This year looks set to be a busy one for the property and banking sectors. The current inflationary context is forcing banks to update and adapt mortgage offers to the new economic scenario. In this context, we are witnessing a redefinition of the commercial strategies of financial sector companies, which are trying to make the most of the changes in monetary policy promoted by the European Central Bank (ECB), the Federal Reserve, and the International Monetary Fund (IMF).
In this sense, the rise in interest rates can become a double-edged sword for banks. On the one hand, there is no denying the positive effect this new scenario offers banks on their interest margins thanks to the increase in the cost of credit linked to the EURIBOR rise. On the other one, it will force the sector to rethink business plans in the mid-term because, despite dynamism when granting new mortgages, the total credit balance is falling.

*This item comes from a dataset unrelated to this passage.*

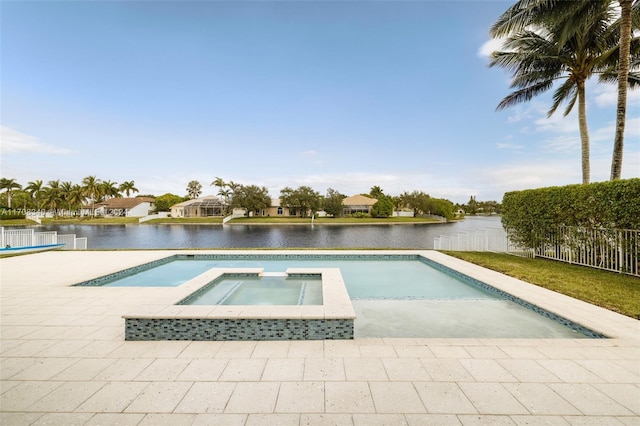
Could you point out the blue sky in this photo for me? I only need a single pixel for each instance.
(342, 95)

Let’s get down to business. Why is this happening? The key is those who are writing off outstanding mortgage balances, as this is one of the most common ways to save part of the interest. The downward trend started in the summer as interest rates rose. While the pandemic helped the banking sector strengthen its position in financial credit servicing by offering loans to those companies that had no choice but to leverage up, a drastic drop in mortgage demand would mean that banks would lose one of their most lucrative lines of business.
Why are mortgages so important for banks?
They are long-term loans, considered low to medium risk, which is why the default ratio on mortgage loans is usually lower than that of other types of loans. In addition, mortgages normally require a high level of customer loyalty and continue to be banks’ star products when attracting new customers since they are willing to accept many conditions in order to access mortgage financing and purchase a home.